We travelled from Paris to Germany together. We did not know each other before. We all did our training at different times, we all went to France at different times. I had never seen the others at Fresnes, although I heard the voice of one of them once. They were not in a solitary cell like mine and they were able to communicate a little with people outside through the top of their windows. We met for the first time in
the Avenue Foch.
It was a lovely hot day, a beautiful day. And the Avenue Foch is beautiful, and the house where we were was a beautiful house. I remember little things. One of the girls had a lipstick and we all used it, passed it around and put it on. It was quite a treat. We were young women, after all. And we talked and talked and talked, of course. We talked about when we were captured, and what this one thought about it, what that other one had to say about it. I remember what one of them said because I had the same feelings. She and I, we had a feeling that something had been wrong. The others thought they had been captured because of the work they were doing or the people they were with. She had the feeling, because she had been arrested as soon as she arrived in France, that there was an informant. And I did too.
We were all young, we were all different, but we all had the feeling in the beginning that we were going to be - helpful. That was why we went into it. And to have impressed the people around them as they did is almost enough. They impressed everyone - the Germans, their guards. They behaved extremely well, those women.

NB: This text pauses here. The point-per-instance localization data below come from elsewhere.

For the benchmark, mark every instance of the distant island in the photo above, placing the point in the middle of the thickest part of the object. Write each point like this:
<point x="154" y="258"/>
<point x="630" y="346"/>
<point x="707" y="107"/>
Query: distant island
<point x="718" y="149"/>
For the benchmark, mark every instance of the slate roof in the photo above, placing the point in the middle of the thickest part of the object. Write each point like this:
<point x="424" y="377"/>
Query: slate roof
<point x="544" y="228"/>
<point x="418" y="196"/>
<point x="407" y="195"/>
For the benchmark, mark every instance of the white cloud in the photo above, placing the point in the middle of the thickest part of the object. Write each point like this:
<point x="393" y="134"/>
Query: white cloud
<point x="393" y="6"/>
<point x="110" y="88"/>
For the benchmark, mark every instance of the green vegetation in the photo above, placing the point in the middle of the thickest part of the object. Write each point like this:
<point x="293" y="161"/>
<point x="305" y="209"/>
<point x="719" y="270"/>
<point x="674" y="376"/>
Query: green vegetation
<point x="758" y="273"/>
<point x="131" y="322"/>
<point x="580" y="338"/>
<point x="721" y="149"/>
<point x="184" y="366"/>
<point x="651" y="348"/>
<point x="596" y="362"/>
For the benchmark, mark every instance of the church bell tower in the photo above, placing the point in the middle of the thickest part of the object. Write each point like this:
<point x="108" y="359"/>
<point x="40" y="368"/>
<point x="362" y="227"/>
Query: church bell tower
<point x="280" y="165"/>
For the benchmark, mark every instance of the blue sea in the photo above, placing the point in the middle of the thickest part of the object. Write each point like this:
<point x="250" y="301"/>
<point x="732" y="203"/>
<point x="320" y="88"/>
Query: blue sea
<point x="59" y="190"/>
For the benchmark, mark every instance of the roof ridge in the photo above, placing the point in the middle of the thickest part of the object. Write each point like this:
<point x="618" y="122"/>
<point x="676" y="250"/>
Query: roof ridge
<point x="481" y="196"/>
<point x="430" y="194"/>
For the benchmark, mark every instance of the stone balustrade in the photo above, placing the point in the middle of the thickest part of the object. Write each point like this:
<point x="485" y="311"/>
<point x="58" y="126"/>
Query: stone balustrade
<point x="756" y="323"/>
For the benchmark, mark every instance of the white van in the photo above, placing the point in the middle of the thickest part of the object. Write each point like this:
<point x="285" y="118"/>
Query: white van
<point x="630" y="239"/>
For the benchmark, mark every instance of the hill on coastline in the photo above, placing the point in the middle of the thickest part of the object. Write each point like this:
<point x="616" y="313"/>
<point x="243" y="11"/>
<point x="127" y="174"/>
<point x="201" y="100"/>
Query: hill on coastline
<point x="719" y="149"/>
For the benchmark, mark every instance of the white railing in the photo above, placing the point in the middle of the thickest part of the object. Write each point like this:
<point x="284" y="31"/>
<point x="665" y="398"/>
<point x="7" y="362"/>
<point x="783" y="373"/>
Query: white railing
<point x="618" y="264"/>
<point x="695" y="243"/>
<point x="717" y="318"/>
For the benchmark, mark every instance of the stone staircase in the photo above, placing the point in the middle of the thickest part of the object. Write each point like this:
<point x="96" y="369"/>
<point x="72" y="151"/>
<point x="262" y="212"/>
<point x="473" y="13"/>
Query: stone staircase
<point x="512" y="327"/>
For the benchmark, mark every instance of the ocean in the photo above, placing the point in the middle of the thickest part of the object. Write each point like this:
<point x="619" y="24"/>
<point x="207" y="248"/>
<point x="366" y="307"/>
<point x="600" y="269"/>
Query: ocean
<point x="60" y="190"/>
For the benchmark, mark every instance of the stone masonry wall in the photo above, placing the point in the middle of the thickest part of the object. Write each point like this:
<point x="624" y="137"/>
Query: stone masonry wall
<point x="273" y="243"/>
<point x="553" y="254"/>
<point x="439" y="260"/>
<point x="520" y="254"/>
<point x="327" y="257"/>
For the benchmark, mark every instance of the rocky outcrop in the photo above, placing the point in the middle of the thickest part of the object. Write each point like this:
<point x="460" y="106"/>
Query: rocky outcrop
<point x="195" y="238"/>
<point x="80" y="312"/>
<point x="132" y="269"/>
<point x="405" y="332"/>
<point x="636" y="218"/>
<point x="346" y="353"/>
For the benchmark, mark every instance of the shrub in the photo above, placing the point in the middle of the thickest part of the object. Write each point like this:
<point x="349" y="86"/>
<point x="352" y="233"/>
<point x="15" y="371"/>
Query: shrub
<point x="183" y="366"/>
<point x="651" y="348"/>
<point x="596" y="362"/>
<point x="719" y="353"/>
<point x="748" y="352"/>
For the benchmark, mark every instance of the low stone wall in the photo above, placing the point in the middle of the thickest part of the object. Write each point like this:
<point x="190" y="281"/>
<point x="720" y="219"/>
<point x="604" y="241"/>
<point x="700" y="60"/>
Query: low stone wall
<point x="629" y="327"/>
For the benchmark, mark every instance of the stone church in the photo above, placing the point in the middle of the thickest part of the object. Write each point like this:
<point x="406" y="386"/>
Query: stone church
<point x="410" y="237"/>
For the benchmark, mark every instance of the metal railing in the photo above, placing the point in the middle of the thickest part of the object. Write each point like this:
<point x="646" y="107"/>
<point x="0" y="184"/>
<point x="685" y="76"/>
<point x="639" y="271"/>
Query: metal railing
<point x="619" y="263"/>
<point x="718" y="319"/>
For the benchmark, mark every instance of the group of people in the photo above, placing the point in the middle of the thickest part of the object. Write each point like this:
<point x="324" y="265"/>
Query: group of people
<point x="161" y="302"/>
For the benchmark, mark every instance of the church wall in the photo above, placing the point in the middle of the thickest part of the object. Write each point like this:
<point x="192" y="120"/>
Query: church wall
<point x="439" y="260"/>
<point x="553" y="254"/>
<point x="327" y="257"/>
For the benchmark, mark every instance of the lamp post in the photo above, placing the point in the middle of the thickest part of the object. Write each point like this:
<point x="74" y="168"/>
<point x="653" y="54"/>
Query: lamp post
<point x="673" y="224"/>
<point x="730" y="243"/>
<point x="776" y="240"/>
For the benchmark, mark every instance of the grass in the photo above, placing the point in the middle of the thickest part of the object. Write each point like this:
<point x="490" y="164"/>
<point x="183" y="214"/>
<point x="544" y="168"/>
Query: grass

Everybody tried to be a little braver than they felt. All of us had a moment of weakness, we did all cry together at one moment, there were a few tears, but after all it was a lovely spring day in Paris. Riding in the van from the Avenue Foch to the station we could get a glimpse of what was going on in Paris, people sitting on the terraces of cafes drinking their ersatz coffee or whatever. I was looking forward to the trip. I had spent a year alone in my cell and I thought. Now I am going to be with these other women.
On the train we were handcuffed, each one of us handcuffed to somebody else, so we were not free to move around or anything, but we did not look absolutely miserable. No, we made the best of it. I remember one of them even asked a guard for a cigarette, and he gave her one.
We were frightened deep down, all of us. We were wondering what was the next thing, a normal thing to ask yourself in those circumstances. Were we going straight to our death, were we going to a camp, were we going to a prison, were we going to - what? We couldn't not think of those things. Our only hope was maybe to be together somewhere.